We compared weighted responses from the 11 research mentors with the 32 who sometimes (17 of 43 [39%]), rarely (seven or 43 [16%]), or never (eight of 43 [19%]) mentored for research-related issues (nonmentors). These two groups had similar scores for confidence in their communication skills, research ability, and research knowledge. The groups had similar scores for topics related to having ideas for finding mentors and for their level of satisfaction in finding their own mentors (Table 3). However, research mentors had significantly higher scores in their confidence for reading and interpreting scientific articles and in having gained skills through attending PMCD program meetings (mean, 4.18 v 3.45; P = .03). They also had a greater sense of community by several measures and were more strongly in agreement that they had gained confidence by attending PMCD meetings (mean, 4.27 v 3.48; P = .04). The most striking difference was in leadership development. Research mentors believed more strongly than nonmentors that they had developed the ability to lead a team (mean, 4.50 v 2.97; P < .001) and responded with higher scores to the statement that the program had helped to develop their leadership skills (mean, 4.70 v 3.61; P < .001). In summary, those individuals who were more experienced and active in the PMCD program were more likely to start mentoring others.
EFFECT ON RESEARCH OUTPUT
The assessment of the direct effect of our program on research output at this early stage is challenging. Still, participants in the PMCD program have many important accomplishments to suggest that the program is supporting the successful development of junior investigators. In the first 2 years of the program, peer mentees participated as study nurses, study doctors, or as investigators in > 25 research studies conducted at UCI. Trainees presented 15 abstracts at international conferences on the basis of their work during this time. Several PMCD participants also enrolled in higher degree programs, including two who completed master in public health degrees and five who are currently pursuing doctorate in philosophy degrees. Five peer mentees successfully obtained independent grant funding in the first 2 years of the program, including two Beginning Investigator Grant for Catalytic Research awards from the National Cancer Institute. Furthermore, seven peer-reviewed articles were published by program participants by the second year of the program, and several more have been published since.

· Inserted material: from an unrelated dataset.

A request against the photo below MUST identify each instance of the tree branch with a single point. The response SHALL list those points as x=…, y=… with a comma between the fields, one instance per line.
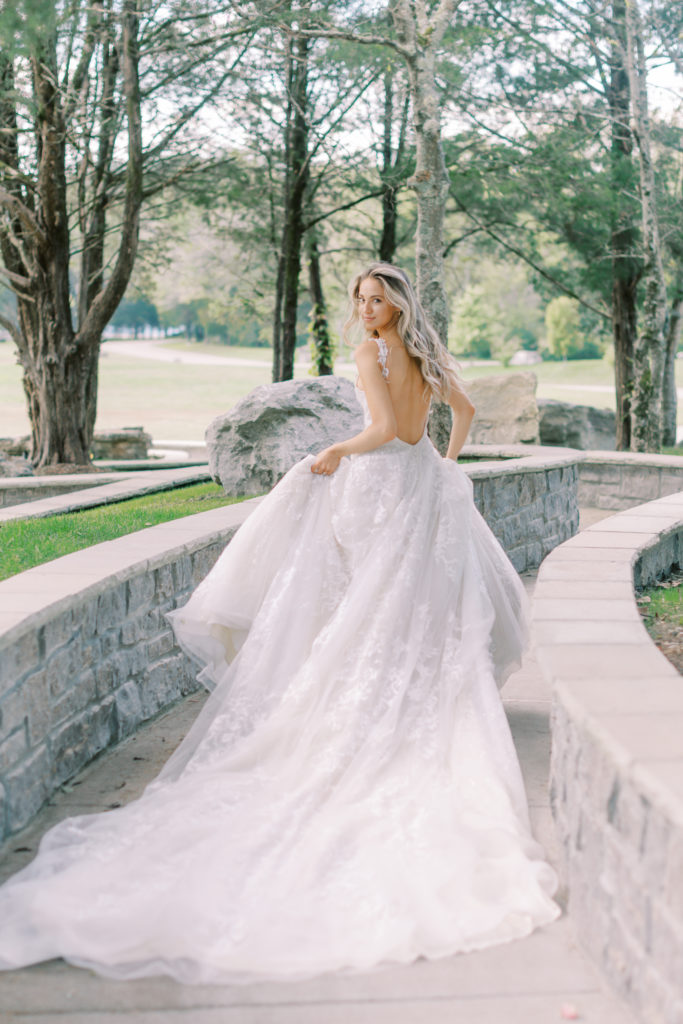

In addition to focusing on research skills development, the PMCD program emphasizes leadership development. In the 2 years after the period of this study, peer mentees have assumed several leadership positions within the UCI, including director of clinical services, director of community outreach, director of satellite clinical services, founding secretary of the UCI institutional review board, and head of the UCI research and training directorate. One peer mentee has also assumed the directorship of the clinical microbiology laboratory at Makerere University.
CREATION OF A PMCD PROGRAM
For those who are considering starting a peer mentoring program, we would advise that the following elements be incorporated. First is a core identity or underlying common purpose as identified by the group itself. For new cancer centers in low- and middle-income countries, peer groups might easily arise from the common challenges faced by clinicians new to oncology or by a group of early-stage scientists who are undertaking cancer-related research projects. Participation in the program should be voluntary to ensure that group members have an interest in research and skills development.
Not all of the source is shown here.